Не нечто, а кто-то. Это он понял много позже, когда угли заворочались и неразборчиво пробубнили какое-то проклятье… голосом Бездны?

— А где моя одежда?

— Лисенок, у тебя есть совесть? Быстро на место. У тебя лихорадка.

— Под тартаном ему будет лучше без меня.

— Так ты хочешь лечь со мной на полу?

Пауза.

— Нет. Но дай мне хоть брэ ради приличия.

— Ты без опоры не можешь держаться на ногах, а твой приятель не в состоянии пошевелиться. О каких вообще неприличиях может идти речь? — громко расхохоталась Плеть. — Каюсь, я мечтала о двух красивых юных телах в моей постели. Но не о двух больных мужиках.
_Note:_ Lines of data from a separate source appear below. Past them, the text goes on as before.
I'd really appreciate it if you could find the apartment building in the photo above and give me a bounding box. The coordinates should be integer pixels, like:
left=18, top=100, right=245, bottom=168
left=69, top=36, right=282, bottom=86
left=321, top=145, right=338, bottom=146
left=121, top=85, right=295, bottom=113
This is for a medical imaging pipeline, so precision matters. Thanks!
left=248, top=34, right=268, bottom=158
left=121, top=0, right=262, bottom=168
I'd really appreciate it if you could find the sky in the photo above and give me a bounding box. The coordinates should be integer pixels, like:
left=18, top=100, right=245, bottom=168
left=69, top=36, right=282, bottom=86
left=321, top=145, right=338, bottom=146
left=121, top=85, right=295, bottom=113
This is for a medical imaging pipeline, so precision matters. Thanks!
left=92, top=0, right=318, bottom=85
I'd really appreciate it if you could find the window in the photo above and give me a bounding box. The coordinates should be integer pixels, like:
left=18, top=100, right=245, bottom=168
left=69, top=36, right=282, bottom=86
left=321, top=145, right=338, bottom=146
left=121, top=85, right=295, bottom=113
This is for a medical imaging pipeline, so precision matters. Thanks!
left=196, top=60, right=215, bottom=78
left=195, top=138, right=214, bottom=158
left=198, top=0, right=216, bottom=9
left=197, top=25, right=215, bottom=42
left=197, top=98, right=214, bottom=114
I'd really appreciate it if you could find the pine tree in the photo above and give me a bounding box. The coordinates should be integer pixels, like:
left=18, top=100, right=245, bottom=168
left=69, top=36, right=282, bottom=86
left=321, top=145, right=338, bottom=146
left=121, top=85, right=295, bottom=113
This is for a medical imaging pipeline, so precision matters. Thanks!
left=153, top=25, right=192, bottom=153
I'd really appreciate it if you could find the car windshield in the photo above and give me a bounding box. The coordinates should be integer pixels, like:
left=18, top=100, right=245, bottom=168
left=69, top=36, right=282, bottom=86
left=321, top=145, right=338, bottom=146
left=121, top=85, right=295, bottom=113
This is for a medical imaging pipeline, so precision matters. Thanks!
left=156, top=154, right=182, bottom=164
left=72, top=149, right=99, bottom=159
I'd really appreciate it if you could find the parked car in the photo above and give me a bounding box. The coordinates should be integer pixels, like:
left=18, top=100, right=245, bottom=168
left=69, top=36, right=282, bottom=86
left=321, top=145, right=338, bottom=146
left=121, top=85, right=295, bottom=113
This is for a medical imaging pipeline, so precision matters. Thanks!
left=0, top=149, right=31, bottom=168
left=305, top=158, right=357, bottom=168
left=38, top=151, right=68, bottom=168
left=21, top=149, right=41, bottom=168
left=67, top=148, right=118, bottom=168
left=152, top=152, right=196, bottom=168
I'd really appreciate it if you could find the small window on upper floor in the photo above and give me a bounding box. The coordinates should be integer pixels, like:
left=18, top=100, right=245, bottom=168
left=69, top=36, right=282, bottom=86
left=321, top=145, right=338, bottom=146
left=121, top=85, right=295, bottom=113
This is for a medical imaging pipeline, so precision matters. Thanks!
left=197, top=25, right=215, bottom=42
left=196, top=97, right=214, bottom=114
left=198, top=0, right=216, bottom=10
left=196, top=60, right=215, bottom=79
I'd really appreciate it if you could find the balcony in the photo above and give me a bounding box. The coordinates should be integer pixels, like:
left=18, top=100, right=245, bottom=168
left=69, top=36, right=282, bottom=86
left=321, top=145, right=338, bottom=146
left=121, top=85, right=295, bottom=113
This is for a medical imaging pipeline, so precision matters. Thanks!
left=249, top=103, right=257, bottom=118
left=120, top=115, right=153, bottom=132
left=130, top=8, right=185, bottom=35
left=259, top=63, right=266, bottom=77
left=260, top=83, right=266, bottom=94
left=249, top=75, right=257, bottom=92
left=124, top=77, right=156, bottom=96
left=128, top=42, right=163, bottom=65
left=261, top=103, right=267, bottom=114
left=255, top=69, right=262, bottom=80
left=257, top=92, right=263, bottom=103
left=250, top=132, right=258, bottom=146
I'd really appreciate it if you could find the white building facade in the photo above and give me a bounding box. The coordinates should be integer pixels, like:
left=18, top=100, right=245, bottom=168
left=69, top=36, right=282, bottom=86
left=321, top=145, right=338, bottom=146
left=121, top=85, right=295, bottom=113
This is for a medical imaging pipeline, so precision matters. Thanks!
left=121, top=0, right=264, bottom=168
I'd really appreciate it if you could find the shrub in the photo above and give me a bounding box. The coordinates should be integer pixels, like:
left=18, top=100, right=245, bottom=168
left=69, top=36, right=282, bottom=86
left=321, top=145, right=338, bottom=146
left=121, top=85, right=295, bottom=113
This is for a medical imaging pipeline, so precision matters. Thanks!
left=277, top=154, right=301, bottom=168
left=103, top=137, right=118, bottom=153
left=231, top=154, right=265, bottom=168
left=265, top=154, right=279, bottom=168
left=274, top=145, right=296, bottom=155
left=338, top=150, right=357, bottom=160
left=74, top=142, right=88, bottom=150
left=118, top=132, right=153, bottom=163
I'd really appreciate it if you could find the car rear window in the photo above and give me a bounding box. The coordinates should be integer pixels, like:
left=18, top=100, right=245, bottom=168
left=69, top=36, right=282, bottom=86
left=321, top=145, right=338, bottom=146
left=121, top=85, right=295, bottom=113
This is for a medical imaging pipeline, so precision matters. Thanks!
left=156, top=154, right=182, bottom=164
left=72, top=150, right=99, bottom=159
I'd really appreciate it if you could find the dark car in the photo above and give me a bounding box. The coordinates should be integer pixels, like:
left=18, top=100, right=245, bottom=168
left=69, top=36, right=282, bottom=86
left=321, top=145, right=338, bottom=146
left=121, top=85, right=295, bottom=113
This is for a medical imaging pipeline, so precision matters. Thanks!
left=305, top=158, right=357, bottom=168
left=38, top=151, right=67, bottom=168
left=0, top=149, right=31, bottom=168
Будь паинькой, Лисенок, вернись в кровать и не заставляй запихивать тебя под тартан силой.

К нему вновь прижалось чужое раскаленное тело, обжигая бок. Лисовин дрожал, буквально сгорая, а Филипп цеплялся за его жар, как за единственную имевшуюся реальность, пока она не сменилась полным забытьем.
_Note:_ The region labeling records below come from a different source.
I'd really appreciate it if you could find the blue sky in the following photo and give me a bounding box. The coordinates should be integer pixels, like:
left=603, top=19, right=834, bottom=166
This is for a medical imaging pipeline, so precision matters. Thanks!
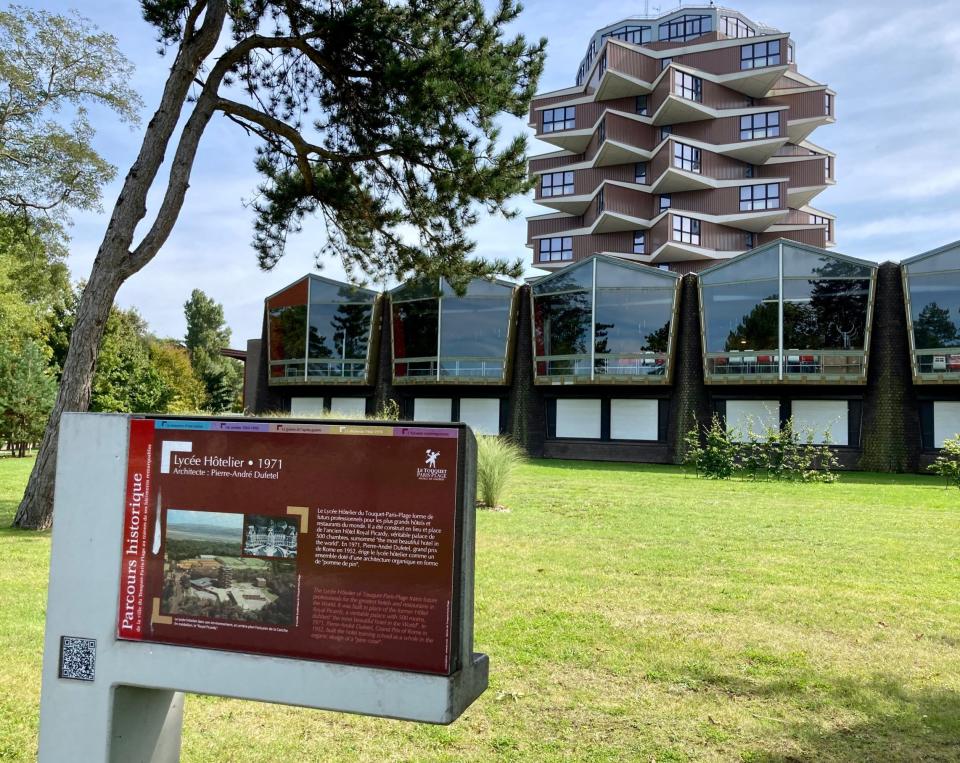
left=20, top=0, right=960, bottom=347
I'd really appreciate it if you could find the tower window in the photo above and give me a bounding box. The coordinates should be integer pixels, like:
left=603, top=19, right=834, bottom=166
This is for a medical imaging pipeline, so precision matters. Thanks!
left=740, top=40, right=780, bottom=69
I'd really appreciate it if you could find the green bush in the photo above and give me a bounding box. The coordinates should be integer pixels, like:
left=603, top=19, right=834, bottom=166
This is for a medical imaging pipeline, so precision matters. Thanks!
left=684, top=415, right=737, bottom=480
left=477, top=435, right=525, bottom=509
left=929, top=435, right=960, bottom=488
left=684, top=416, right=836, bottom=482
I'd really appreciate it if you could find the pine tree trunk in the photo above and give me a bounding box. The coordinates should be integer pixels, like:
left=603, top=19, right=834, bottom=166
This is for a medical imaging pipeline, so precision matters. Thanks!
left=13, top=0, right=230, bottom=530
left=13, top=268, right=120, bottom=530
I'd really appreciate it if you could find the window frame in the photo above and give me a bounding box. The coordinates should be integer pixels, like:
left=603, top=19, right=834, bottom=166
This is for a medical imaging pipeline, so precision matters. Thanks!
left=540, top=106, right=577, bottom=134
left=740, top=111, right=783, bottom=141
left=670, top=215, right=703, bottom=246
left=673, top=141, right=702, bottom=175
left=740, top=38, right=783, bottom=71
left=540, top=170, right=575, bottom=199
left=740, top=183, right=781, bottom=212
left=537, top=236, right=573, bottom=262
Филипп не знал, сколько времени прошло и где он вообще находится. Были ли Лисовин и Плеть настоящими? Или ему все приснилось? Память подбрасывала лишь невнятные обрывки фраз и противные шорохи и стук, которые то исчезали, то возобновлялись.

— Отвратительно. В чем так провинился этот несчастный заяц? — проговорила Плеть.

— Попробовал сделать по-другому, но ошибся.

— И сколько еще бедных тварей ты планируешь искромсать?

— Если я не научусь, то он в скором времени лишится второго глаза.

Слова знакомые, но по отдельности. Когда они собирались вместе, то смысл ускользал от Филиппа, иначе бы он пришел в ужас. Но не меньше боли его терзали повторяющиеся противные скребущие и стучащие звуки, словно камни трутся и бьются о камни, а также ритмичное шебуршание. Он жаждал лишь покоя и тишины.

Пока ты бродишь по цветам бездорожья,

Тебе не видать огня.

Поторопись, воды осталось немного

В руках моих для тебя.

Лисовин грел ледяные ступни о Филиппа и тихонько напевал. Мелодия пробилась сквозь плотную завесу тумана. Боль уступила первенство жажде. Но язык распух и не шевелился, поэтому попросить вышло не сразу.

— П…

— А? — прервал пение Лисовин и прислушался.

— П… Пить.

— Сейчас, — Лисовин заворочался и задел руку Филиппа. В глазах потемнело, при том, что они уже были закрыты, а ребра обдало прохладой.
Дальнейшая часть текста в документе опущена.